I learned the psychology of this with a group of Jewish school kids I was leading as a naturalist. In an evening, after-meal confab with their teachers I fumbled my way through some odd keenly felt disloyalty (I didn’t usually out myself as an instructor thinking it inappropriate) but they perfectly understood that trauma and other factors might ensure one is an atheist but practicing Jew.
I can’t remember jokes to save my ass but this time I rose to the occasion.
A Jewish man saves money for years so that his
son can make a trip to Israel and discover his
roots. When his son returns, much to the father’s
dismay, he discovers that his son has converted
Looking for guidance, the father goes to the local
temple and speaks with his Rabbi. “Rabbi! Rabbi!”,
he says, “I sent my son to Israel and he has returned
a Christian! What should I do?”
The Rabbi responds, “It’s funny you should say that.
I also sent my son to Israel many years ago. When he
returned, he had converted to Christianity as well!”
The two men decide to seek guidance together, and
they apprach an older Rabbi. After telling their tale, the older Rabbi responds, “It’s funny you should say that. I also sent my son to Israel many years ago. When he returned, he had converted to Christianity as well! So there is only one thing we can do, we must ask God.”
So the three begin to pray. After telling God their story, God answers in a booming voice from the heavens, “It’s funny you should say that…”
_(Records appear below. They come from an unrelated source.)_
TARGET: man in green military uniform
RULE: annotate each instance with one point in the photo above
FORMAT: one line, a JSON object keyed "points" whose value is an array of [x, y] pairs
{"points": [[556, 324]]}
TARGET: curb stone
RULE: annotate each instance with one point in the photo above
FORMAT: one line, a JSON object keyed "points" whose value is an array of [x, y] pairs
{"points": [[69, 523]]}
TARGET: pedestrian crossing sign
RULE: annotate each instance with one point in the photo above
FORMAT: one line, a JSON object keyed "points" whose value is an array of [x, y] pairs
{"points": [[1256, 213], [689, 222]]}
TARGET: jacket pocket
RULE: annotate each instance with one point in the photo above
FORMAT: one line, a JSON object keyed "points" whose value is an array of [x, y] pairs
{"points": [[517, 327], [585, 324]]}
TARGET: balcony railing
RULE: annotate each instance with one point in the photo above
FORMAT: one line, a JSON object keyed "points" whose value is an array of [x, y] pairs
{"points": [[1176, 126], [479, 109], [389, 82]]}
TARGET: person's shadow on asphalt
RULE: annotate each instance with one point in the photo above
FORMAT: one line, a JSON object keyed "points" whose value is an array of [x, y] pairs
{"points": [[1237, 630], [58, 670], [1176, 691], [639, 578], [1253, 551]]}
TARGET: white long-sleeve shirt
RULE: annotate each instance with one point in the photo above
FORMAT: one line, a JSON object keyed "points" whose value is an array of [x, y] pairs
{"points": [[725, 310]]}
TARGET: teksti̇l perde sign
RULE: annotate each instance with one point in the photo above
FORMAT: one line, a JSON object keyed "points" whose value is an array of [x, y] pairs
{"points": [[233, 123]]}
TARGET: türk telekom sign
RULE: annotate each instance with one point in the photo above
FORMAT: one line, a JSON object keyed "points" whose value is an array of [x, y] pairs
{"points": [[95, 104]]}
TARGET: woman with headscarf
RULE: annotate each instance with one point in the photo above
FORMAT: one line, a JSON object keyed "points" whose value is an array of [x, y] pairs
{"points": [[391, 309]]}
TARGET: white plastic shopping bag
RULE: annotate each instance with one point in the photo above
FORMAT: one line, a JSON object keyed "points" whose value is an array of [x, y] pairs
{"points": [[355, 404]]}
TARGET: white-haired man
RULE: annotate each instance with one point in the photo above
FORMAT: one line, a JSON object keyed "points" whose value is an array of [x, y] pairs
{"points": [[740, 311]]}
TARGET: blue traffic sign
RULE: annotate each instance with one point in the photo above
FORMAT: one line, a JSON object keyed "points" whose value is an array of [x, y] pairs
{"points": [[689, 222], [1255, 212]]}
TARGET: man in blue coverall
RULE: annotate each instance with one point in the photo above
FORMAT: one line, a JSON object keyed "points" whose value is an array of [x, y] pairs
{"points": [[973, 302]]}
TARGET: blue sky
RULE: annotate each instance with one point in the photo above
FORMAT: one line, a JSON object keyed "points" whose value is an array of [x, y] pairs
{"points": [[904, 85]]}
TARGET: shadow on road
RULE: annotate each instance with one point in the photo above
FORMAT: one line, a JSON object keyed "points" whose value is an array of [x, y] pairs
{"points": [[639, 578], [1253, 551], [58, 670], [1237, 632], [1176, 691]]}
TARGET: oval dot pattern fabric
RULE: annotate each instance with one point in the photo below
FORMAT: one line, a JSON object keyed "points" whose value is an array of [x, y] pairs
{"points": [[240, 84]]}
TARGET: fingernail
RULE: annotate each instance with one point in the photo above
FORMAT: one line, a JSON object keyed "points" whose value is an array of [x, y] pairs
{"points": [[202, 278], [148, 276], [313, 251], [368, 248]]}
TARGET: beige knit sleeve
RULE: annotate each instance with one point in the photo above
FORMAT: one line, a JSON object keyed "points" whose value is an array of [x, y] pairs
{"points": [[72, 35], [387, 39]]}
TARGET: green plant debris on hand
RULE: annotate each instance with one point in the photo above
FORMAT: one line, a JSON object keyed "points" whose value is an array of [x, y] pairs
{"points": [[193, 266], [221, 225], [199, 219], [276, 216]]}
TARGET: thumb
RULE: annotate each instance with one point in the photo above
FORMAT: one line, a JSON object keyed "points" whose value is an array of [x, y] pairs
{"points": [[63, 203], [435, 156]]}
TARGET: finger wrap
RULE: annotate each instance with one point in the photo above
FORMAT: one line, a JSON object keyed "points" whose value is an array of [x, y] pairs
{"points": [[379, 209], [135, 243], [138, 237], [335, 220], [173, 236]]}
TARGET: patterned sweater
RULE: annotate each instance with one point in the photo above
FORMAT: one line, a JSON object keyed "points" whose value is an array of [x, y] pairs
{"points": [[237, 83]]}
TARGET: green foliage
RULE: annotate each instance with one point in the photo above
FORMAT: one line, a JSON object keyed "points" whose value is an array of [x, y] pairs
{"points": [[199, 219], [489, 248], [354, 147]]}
Christians and Jews love to tell this story. Christians because they think it proves them right and Jews because they understand how circumstances create compliance. We had started this talk because one of the students had been traumatized by her family being tortured for her being Jewish resulting in her having some issues. Her trauma and her feeling ugly because of the hate caused her to dress in bright, beautiful and frilly dresses all of the time. To feel beautiful, to look beautiful, and to hope she mattered. Not knowing, I had commented that her dress wasn’t appropriate for hiking and wilderness camping–hence the discussion. Sometimes I wish I could keep my mouth shut but I do learn things.
Silverman’s personal formulation of Jewish identity as something purely religious moved him to see the current state of Jewish identity nationally as a potential boon to his political agenda. Silverman believes there are many Jews who are, in fact, atheists but have yet to acknowledge it.
“I want to de-demonize the word ‘atheism,’” he said, “there are so many Jews out there that are in fact atheists and not Jewish.”
Jews are already overrepresented in the atheist movement, and historically many atheist thinkers came from Jewish backgrounds. Harvard University political scientist Robert Putnam, who researches religion in America, said in an email to the Forward that studies show Jews are overwhelmingly more likely to question the existence of God. “That figure is much higher among Jews than any other major religious group in America,” he noted.
One could substitute “Methodist,” “Baptist,” “Pentecostal” and have this atheist but compliant be true. You don’t have to have your parents tortured to reject religiously based nonsense, though it helps.
Silverman has abandoned his cultural duplicity.
In recent years, Silverman abandoned his decades of self-definition as a Jewish atheist. While working on a book he is about to publish, he reached the conclusion that this religious cohabitation was impossible. “I wanted to describe why Jewish atheism makes sense, and I failed,” he said. He rejected the notion that being Jewish could be not only about a religion, but also about being part of a culture or a national ethnic group.
If others get this example they too can be atheist and conservative. While I am beyond almost any notion of what liberal means today I would insist people be able to present their entire, whole selves to the public, regardless of content.
By the way David, thanks for wearing a t-shirt. There are a lot of working conservative atheists that will appreciate this and us ultraliberal types appreciate it as well.